Mounts are a great example of the closing price gap. I’d love to run out and pick up an iOptron CEM60, but my budget dictates that it’s not happening for a long time, so I continue to fight with my old LXD75 mount. There is an updated version of the LXD75 mount with better internals. The Explore Scientific Exos-2GT is priced at about 1/2 of the original MSRP of the LXD75 mount. You can even add belt drives and wireless capabilities from the PMC-8 configuration and still come in at a lower price point than the original LXD75. Neither mount is perfect, but the point is that they are a higher quality mount for less than the original. That CEM60 ($2200US) would have been exponentially more expensive 10 years ago.

Also built into the cost of this hobby is what you’re willing to deal with and trade-off:

  • Why is a reflector generally less expensive than a refractor? A reflector is bigger and requires maintenance almost every time out, where a refractor is more portable and essentially maintenance free.
  • Do you need portability in a mount or do you need more payload capacity?

There is a trade-off in everything and some of those trade-offs cost more than others. With my chosen setup, I trade off cost for time and quality. The two images below were acquired over several nights with 25-40% of the frames thrown out. A more precise mount, better OTA and more sensitive camera could produce cleaner images in much less time, but I’m willing to work with what I have at this point.

Rosette – 4 hours worth of 120″ exposures.

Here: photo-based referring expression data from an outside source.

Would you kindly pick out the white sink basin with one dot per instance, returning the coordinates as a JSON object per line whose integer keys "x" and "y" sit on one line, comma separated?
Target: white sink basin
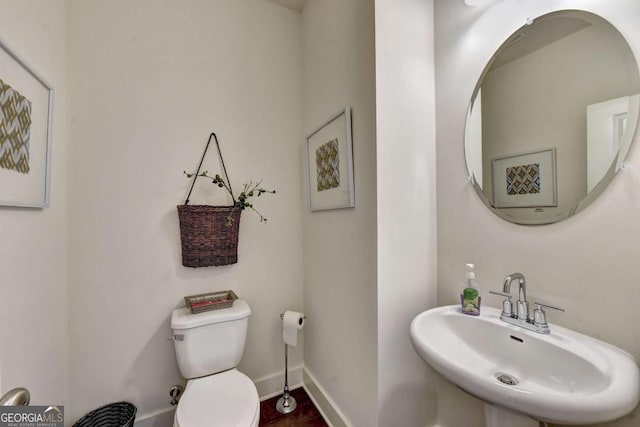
{"x": 564, "y": 377}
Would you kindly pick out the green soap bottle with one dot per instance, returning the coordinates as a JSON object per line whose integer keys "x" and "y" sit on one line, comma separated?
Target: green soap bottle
{"x": 470, "y": 296}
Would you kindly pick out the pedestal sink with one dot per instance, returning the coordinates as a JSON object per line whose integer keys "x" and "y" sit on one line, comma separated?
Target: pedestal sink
{"x": 564, "y": 377}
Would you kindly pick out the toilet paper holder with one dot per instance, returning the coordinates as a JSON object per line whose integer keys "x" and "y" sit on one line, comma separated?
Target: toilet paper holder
{"x": 287, "y": 403}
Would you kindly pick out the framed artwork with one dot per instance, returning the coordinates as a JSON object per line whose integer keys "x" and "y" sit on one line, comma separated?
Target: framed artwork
{"x": 330, "y": 164}
{"x": 26, "y": 109}
{"x": 525, "y": 180}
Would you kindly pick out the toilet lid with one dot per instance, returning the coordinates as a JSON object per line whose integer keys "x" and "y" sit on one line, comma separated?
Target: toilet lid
{"x": 227, "y": 399}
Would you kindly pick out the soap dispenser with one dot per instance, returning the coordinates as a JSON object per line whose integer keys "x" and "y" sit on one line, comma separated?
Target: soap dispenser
{"x": 470, "y": 296}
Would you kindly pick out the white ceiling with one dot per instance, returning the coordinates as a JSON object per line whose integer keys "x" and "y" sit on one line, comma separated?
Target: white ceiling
{"x": 296, "y": 5}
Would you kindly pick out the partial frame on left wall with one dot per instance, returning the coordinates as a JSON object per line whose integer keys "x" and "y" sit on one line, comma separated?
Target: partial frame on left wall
{"x": 26, "y": 113}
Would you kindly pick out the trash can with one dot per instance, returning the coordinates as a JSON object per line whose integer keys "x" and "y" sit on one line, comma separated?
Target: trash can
{"x": 117, "y": 414}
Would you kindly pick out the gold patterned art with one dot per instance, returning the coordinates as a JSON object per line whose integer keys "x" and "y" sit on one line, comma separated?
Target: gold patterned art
{"x": 523, "y": 179}
{"x": 15, "y": 129}
{"x": 328, "y": 166}
{"x": 26, "y": 110}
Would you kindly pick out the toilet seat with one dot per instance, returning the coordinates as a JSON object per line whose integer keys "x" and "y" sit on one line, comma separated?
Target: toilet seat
{"x": 226, "y": 399}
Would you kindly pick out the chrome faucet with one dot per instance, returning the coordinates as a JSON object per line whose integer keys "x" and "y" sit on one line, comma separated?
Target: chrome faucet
{"x": 521, "y": 318}
{"x": 523, "y": 305}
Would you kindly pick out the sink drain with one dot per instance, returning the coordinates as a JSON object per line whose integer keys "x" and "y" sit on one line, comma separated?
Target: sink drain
{"x": 506, "y": 379}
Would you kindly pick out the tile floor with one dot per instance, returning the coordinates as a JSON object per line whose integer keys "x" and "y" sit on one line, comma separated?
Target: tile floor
{"x": 305, "y": 415}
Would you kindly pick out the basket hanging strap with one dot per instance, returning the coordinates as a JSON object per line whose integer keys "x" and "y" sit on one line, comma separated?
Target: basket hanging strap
{"x": 224, "y": 169}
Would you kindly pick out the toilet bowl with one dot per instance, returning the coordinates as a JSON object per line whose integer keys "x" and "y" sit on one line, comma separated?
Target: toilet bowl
{"x": 209, "y": 346}
{"x": 227, "y": 399}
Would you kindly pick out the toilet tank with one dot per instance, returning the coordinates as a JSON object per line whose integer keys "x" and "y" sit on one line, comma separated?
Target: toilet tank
{"x": 209, "y": 342}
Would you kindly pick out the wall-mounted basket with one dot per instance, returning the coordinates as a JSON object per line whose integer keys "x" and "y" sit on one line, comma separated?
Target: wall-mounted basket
{"x": 209, "y": 234}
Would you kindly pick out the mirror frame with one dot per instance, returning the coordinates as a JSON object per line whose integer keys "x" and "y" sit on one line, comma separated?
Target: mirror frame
{"x": 611, "y": 172}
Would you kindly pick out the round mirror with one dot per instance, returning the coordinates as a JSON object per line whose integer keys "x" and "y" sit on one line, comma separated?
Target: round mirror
{"x": 552, "y": 117}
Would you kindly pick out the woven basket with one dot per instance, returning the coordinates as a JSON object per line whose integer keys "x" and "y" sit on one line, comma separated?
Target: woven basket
{"x": 206, "y": 238}
{"x": 117, "y": 414}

M42 & The Running Man – 5 hours of varied exposure lengths

Picture saved with settings embedded.

This hobby can hook up a vacuum cleaner to your bank account if you’re not careful. Do your research and get the best for what you can afford. Rather than listening to everyone tell me what’s best, I troll Astrobin to see the results of different equipment and setups. Nobody says you have to start cheap, but there are some people who say you can’t start cheap. I strongly disagree with the latter. I’m realistic about what I can afford, and what I should expect from that cheap equipment. My abilities and methods haven’t reached the limitations of my equipment yet, so I’m just fine for now.

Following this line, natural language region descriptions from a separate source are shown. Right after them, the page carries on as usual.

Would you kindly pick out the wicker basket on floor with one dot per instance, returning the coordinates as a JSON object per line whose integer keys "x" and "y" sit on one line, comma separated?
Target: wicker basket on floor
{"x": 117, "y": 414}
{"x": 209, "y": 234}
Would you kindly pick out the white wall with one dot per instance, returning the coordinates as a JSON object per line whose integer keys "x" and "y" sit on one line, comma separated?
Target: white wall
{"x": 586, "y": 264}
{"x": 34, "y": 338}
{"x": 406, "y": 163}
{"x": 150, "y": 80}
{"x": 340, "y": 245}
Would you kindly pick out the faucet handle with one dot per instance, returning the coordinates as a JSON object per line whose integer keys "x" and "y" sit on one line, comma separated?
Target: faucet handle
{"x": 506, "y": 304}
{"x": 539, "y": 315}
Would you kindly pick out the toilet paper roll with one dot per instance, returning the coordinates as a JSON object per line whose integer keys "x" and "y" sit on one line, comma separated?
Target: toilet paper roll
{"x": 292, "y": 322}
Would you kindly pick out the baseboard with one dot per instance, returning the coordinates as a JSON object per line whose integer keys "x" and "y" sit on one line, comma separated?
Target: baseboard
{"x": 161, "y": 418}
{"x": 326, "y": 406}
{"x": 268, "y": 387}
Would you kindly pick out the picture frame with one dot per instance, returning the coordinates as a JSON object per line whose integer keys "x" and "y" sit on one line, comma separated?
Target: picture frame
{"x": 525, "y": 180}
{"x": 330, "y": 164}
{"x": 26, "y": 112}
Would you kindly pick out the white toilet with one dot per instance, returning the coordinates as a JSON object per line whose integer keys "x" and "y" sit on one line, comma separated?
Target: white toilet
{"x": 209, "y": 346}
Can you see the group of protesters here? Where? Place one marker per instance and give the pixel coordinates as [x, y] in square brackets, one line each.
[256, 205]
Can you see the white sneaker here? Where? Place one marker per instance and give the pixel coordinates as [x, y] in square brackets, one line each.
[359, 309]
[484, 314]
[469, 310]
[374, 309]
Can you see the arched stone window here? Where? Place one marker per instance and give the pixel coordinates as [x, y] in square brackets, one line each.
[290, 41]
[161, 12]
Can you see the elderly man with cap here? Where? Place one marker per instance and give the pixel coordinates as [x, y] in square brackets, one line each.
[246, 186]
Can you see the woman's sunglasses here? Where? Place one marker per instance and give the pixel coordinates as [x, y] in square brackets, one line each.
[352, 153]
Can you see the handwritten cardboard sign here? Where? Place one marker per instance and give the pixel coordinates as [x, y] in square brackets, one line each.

When I first started cycling heavily (again), I was using a 20-year-old repurposed mountain bike. After a year or so, I got a better mountain bike. A few years later my tastes, abilities and expectations changed. I moved on to a cyclo-cross bike and put about 30,000 miles on that over 5 years. Just a year ago, I got my dream purebred road-bike, thanks to my amazing wife! The key point of the analogy is that tastes, abilities and expectations change over time. I think it’s best to start simple in this hobby and discover what you really want out of it instead of assuming you know what you want from the start. Ten years ago I knew that I would never ride anything but a mountain bike. I currently own three bikes, but I haven’t owned a mountain-bike in five years. Ten years ago I had a giant Newtonian, but I wanted a giant SCT. Right now, I want a Celestron RASA, a CGX-L mount and an ZWO ASI071MC camera. Two years from now I might want something completely different, but because I didn’t bite on an impulse, I won’t be out the $7000, or hassling with resale. What I will have is earned experience and whatever direction I choose to move onto will come easier.